Figure 8. NIR dye 3,3′-Diethylthiatricarbocyanineiodide (a )and GNRs (b).

Thereby we have experimentally demonstrated that: (1) GNRs / NIR dye complex is prone to distribute across the location of the prostate cancer cells (suspected areas were predetermined by histo-morphological investigations); and (2) GNRs can dramatically enhance the light intensity of nearby fluorescent dye because of the interactions between the dipole moments of the fluorescent dye and the surface plasmon field of the GNRs, Figures 9 and 10.

Figure 9. NIR dye / GNR doped cancer tissues as they look under the optical (a) and confocal (b) microscopes, equipped with CCD camera.

Figure 10. NIR dye / GNR doped cancer cells as they look under the optical (a) and fluorescent (b) microscopes, equipped with CCD camera.

(a)

(b)

Figure 11. Demonstration of the enhancement of luminescent intensity stimulated by GNRs using fluorescent microscope (a) and spectrometer (b).

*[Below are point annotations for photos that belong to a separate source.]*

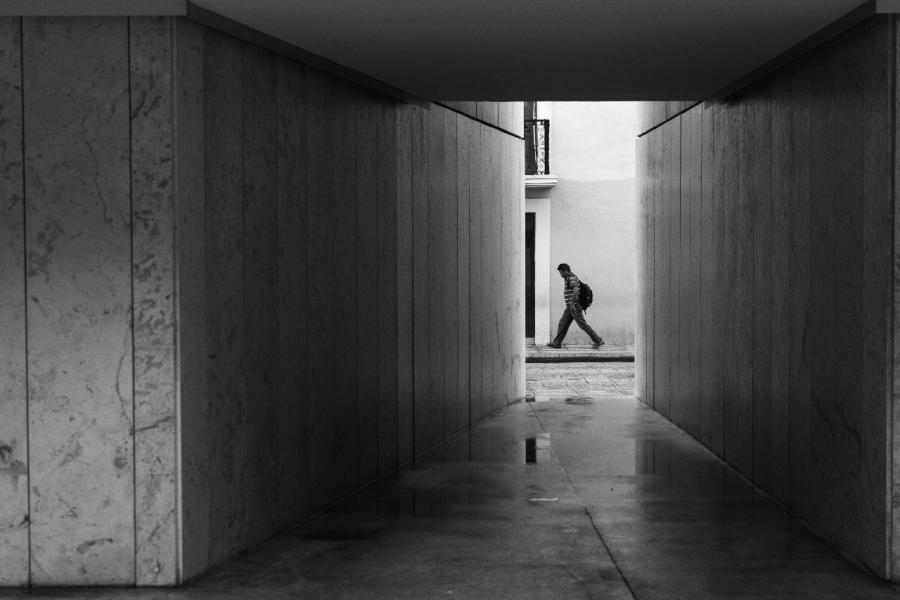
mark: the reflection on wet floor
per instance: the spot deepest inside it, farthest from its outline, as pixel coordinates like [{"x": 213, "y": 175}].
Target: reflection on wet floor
[
  {"x": 610, "y": 501},
  {"x": 535, "y": 446}
]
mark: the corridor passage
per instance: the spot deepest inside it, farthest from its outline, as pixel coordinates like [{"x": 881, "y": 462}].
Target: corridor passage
[{"x": 586, "y": 495}]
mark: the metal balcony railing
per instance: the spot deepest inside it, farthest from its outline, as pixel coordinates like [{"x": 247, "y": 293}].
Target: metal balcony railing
[{"x": 537, "y": 146}]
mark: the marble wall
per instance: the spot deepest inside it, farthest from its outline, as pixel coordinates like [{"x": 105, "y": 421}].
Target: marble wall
[
  {"x": 87, "y": 442},
  {"x": 765, "y": 296},
  {"x": 234, "y": 290},
  {"x": 352, "y": 279}
]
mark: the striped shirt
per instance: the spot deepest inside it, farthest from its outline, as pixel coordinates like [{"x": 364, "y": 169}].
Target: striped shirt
[{"x": 571, "y": 289}]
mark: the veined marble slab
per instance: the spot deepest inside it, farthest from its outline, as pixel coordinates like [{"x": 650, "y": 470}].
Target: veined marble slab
[
  {"x": 13, "y": 424},
  {"x": 78, "y": 240},
  {"x": 154, "y": 298}
]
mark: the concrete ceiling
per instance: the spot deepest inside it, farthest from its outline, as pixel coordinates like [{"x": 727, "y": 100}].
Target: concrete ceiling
[{"x": 543, "y": 49}]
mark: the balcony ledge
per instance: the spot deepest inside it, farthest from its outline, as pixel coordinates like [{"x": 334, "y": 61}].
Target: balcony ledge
[{"x": 540, "y": 181}]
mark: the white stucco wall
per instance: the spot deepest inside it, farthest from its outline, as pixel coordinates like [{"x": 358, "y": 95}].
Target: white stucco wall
[{"x": 592, "y": 214}]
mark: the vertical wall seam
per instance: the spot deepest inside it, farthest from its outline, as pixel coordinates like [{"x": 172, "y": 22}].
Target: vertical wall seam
[
  {"x": 25, "y": 287},
  {"x": 242, "y": 406},
  {"x": 754, "y": 376},
  {"x": 890, "y": 550},
  {"x": 133, "y": 312},
  {"x": 176, "y": 305}
]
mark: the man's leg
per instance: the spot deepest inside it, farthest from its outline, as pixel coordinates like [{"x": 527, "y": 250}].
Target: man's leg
[
  {"x": 579, "y": 318},
  {"x": 563, "y": 327}
]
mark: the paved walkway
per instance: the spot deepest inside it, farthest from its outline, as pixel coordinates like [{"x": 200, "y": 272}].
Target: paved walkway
[
  {"x": 580, "y": 493},
  {"x": 561, "y": 379},
  {"x": 541, "y": 353}
]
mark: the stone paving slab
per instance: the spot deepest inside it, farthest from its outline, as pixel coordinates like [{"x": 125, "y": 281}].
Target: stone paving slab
[
  {"x": 541, "y": 353},
  {"x": 578, "y": 378}
]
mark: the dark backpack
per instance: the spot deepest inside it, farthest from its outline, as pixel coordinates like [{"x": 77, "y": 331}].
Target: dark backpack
[{"x": 585, "y": 296}]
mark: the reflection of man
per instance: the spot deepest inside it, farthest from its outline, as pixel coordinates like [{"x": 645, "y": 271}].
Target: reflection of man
[{"x": 573, "y": 310}]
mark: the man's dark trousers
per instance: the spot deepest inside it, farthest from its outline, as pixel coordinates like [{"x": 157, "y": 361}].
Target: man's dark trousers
[{"x": 570, "y": 314}]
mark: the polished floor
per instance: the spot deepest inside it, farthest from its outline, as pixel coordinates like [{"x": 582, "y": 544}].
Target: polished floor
[{"x": 569, "y": 495}]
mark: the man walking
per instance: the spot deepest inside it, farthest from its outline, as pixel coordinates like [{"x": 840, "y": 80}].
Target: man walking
[{"x": 573, "y": 311}]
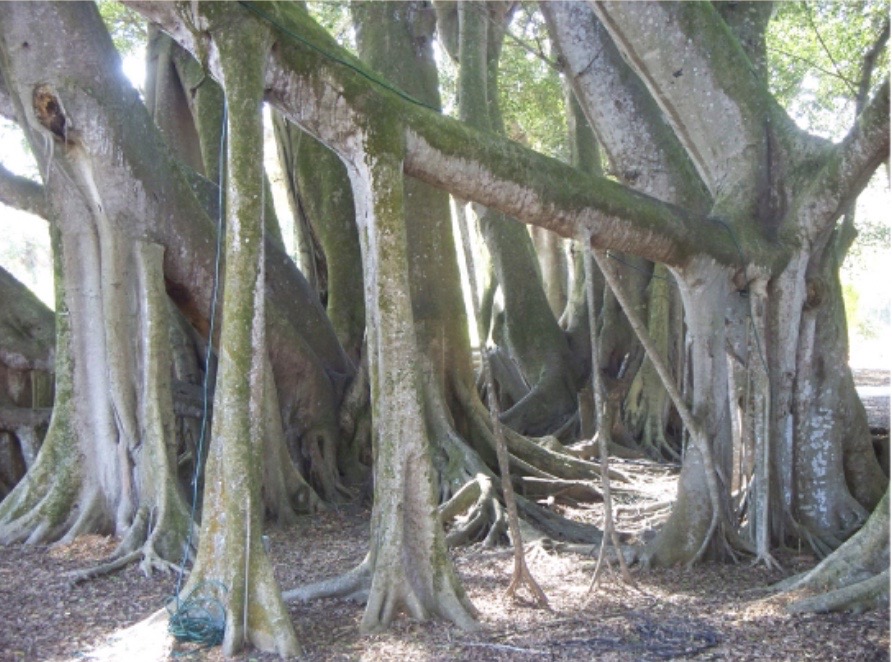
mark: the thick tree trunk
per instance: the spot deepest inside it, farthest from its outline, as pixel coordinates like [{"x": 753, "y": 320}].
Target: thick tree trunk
[
  {"x": 230, "y": 549},
  {"x": 27, "y": 350}
]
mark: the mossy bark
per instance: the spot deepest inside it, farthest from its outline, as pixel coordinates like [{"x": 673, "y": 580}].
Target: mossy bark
[
  {"x": 230, "y": 549},
  {"x": 532, "y": 336}
]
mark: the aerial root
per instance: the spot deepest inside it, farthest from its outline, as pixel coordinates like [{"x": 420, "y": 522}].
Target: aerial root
[
  {"x": 484, "y": 517},
  {"x": 353, "y": 585},
  {"x": 859, "y": 596},
  {"x": 149, "y": 562}
]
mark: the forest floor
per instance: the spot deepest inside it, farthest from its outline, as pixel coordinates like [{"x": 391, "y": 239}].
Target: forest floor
[{"x": 713, "y": 612}]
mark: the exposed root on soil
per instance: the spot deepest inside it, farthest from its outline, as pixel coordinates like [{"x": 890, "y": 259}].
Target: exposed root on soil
[
  {"x": 353, "y": 585},
  {"x": 854, "y": 577},
  {"x": 475, "y": 514}
]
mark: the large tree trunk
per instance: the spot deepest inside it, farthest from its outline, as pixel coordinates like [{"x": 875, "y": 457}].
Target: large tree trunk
[
  {"x": 27, "y": 351},
  {"x": 112, "y": 439},
  {"x": 230, "y": 549}
]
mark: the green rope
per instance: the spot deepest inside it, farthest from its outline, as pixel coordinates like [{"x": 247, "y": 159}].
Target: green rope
[
  {"x": 377, "y": 80},
  {"x": 200, "y": 617}
]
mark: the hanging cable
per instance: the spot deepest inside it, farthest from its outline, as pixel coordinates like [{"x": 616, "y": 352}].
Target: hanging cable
[{"x": 198, "y": 618}]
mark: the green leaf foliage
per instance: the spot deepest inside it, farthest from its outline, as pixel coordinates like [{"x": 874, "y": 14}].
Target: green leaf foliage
[{"x": 816, "y": 55}]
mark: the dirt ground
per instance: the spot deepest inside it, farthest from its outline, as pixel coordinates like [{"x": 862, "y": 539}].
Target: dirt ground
[{"x": 714, "y": 612}]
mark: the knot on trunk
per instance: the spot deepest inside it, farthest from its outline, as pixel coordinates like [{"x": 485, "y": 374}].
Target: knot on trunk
[{"x": 51, "y": 114}]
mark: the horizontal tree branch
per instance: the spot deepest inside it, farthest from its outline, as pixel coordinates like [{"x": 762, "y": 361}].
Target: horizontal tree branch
[
  {"x": 847, "y": 171},
  {"x": 330, "y": 94}
]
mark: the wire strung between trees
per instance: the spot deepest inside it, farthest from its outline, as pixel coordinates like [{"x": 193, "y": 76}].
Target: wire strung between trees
[{"x": 377, "y": 80}]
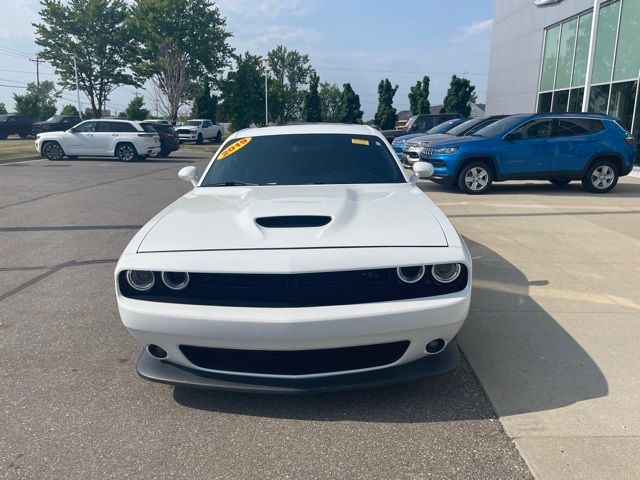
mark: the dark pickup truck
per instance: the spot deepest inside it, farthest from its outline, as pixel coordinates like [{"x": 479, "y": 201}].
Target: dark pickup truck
[
  {"x": 13, "y": 124},
  {"x": 419, "y": 124}
]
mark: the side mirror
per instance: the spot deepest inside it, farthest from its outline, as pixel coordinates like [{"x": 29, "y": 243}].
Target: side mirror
[
  {"x": 188, "y": 174},
  {"x": 421, "y": 170}
]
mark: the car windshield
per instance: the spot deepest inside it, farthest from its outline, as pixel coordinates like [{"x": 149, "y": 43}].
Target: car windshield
[
  {"x": 303, "y": 159},
  {"x": 499, "y": 126},
  {"x": 465, "y": 126}
]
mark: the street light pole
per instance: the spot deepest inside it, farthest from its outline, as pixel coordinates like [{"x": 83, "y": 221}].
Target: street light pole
[
  {"x": 75, "y": 68},
  {"x": 592, "y": 49},
  {"x": 266, "y": 92}
]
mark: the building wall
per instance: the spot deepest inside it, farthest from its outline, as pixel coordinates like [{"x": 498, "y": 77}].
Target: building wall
[{"x": 516, "y": 51}]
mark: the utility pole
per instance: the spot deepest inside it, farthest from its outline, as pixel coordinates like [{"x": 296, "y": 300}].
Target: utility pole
[
  {"x": 75, "y": 68},
  {"x": 266, "y": 92},
  {"x": 37, "y": 61},
  {"x": 592, "y": 49}
]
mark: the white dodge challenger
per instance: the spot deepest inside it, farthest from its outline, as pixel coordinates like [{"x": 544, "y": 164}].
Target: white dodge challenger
[{"x": 302, "y": 260}]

Similarly to the experiments, carried out with GNPs conjugated organic dye nanocomposite, we have found that the electric charge on the GNRs and the distance between GNRs and NIR dye molecules have a significant effect on the luminescence intensity, and this enhancement depends strongly upon the excitation wavelength of the pumping laser source, Figure 11 (a and b). Herein, we note that the obtained results accomplished with prostate cancer cells visualization, are preliminary, and currently, we are going to conduct a number of experiments to confirm and evaluate the achieved outcomes.

6. Conclusions

We present here GNPs formed and incorporated together with luminescent dye NB 690 into a film of PVA. The increase of luminescence of the NB 690 results from its interaction with GNPs surface plasmons. The electric charge on GNPs, distance between them and luminescent dye molecules has a significant effect on the luminescence intensity, and this enhancement depends strongly upon the wavelength of the incident light. Based on the obtained results, we have demonstrated that GNPs conjugated with luminescent dyes can be considered as a useful modality for in-vitro representation of nanoparticle mediated cancer biomarkers, for the cell labeling and tracking in biological tissues through the luminescence. Besides, the GNRs, that have significant absorption in the tissue optical window, are the promising sensing and can change their scattering and absorption properties dramatically. Specificity of effect and selective targeting can be achieved, generally by functionalization of the GNRs with an NIR organic luminescent dye. This method can be highly advantageous for the early stage cancer detection and visualization, because the reduced scattering and absorption of NIR irradiation, which results in a deep penetration of light in the biological tissues.